しかし残念なことに(と言うより、信じられないことに)、サルサではこの違いを踏まえた上でベーシックステップを教えるレッスンに出会ったことは滅多に無い。

重心を真ん中に置いたままで足だけを前後左右に動かして踊ると、確かに楽である。
一人で踊る類のダンスなら好きに踊れば結構なのだが、ペアダンスでは相手を気遣うことなく自分勝手なステップをするのはご法度である。

ほとんどの人は、相手が予測不可能な無秩序なステップさえしなければいいと考えるかもしれないが、この加重があるか無いかの違いはリード&フォローのしやすさだけに留まらず、組んだ時の楽しさや気持ち良さにも影響する大問題なのである。

まず、女性に関して車に喩えて説明しよう。

止まった車(女性)に乗った人(男性)がハンドルをいくら回しても、車の向きは変わらない。

車を思った通りに操るには、車が動いていることが大前提なのである。
この動いている状態が、体重を交互に載せ換えてステップすることなのだ。

反対に、体重を中心に置いたまま足先だけを動かすのは、ギアをニュートラルにしたままのアイドリング状態と言える。
車の向きが変わらないばかりか、タイヤを左右に振るだけで車体は全く移動していない。
車体(上半身)が移動しないと良質なベーシックにはならないのだ。

ベーシックを踏む女性の中には上半身を残したままお尻を横振りする人がよくいる。
これこそ、タイヤだけを振っている状態。

骨盤を横にずらすと、掛けるべき荷重が逃げてしまってステップ足の重みが減ってしまうのだ。

振るべき身体パーツはお尻ではなく、リブ(上半身)である。

リブが“横8の字”を描いてこそ滑らかな加重移動が可能になる。
骨盤は横に振るのではなく、縦方向にローリングさせないと加重ができないだけでなく、背骨(体軸)も横ぶれを起こしたり、傾いたりする。
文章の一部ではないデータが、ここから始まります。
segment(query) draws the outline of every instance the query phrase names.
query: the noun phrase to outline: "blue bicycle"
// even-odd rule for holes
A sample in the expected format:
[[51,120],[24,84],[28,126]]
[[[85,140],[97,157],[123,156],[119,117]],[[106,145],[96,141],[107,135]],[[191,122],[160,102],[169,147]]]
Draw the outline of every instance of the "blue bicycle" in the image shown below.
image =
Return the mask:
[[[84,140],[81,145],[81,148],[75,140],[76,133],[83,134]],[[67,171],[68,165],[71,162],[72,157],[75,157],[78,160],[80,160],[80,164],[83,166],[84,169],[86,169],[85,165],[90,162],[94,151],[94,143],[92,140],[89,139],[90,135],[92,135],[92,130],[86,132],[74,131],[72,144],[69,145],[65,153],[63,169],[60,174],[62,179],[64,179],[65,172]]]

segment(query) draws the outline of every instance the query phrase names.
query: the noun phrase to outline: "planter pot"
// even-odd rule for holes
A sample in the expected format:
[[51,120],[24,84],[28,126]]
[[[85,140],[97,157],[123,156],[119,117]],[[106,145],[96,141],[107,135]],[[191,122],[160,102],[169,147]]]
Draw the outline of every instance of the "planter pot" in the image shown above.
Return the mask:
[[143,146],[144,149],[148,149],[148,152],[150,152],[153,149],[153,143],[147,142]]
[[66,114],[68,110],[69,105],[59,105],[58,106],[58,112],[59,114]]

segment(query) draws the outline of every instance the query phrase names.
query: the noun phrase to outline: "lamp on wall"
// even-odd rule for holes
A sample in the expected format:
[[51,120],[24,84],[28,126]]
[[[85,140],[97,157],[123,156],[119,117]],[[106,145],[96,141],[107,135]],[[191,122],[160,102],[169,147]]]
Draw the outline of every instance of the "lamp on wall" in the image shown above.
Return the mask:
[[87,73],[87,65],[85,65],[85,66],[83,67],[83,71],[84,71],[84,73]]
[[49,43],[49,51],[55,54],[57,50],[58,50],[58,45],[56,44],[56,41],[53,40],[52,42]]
このようにお尻の動きは単なる飾りではなく、リード&フォローに欠かせない大切なステップ要素なのである。

リード&フォロー(1)「自動車と自転車」

女性をぶんぶん振り回す男性。

こういう人は、リードとは女性を意のままに動かす為に働きかける「直接的な力である」と考えているのだろう。
勢いが勢いを生み、自分でもコントロールできない程になると、周囲のペアにぶつかるだけでなく、女性の動きをさえぎったり、肩や腕の関節の向きに反する力を加えたりする。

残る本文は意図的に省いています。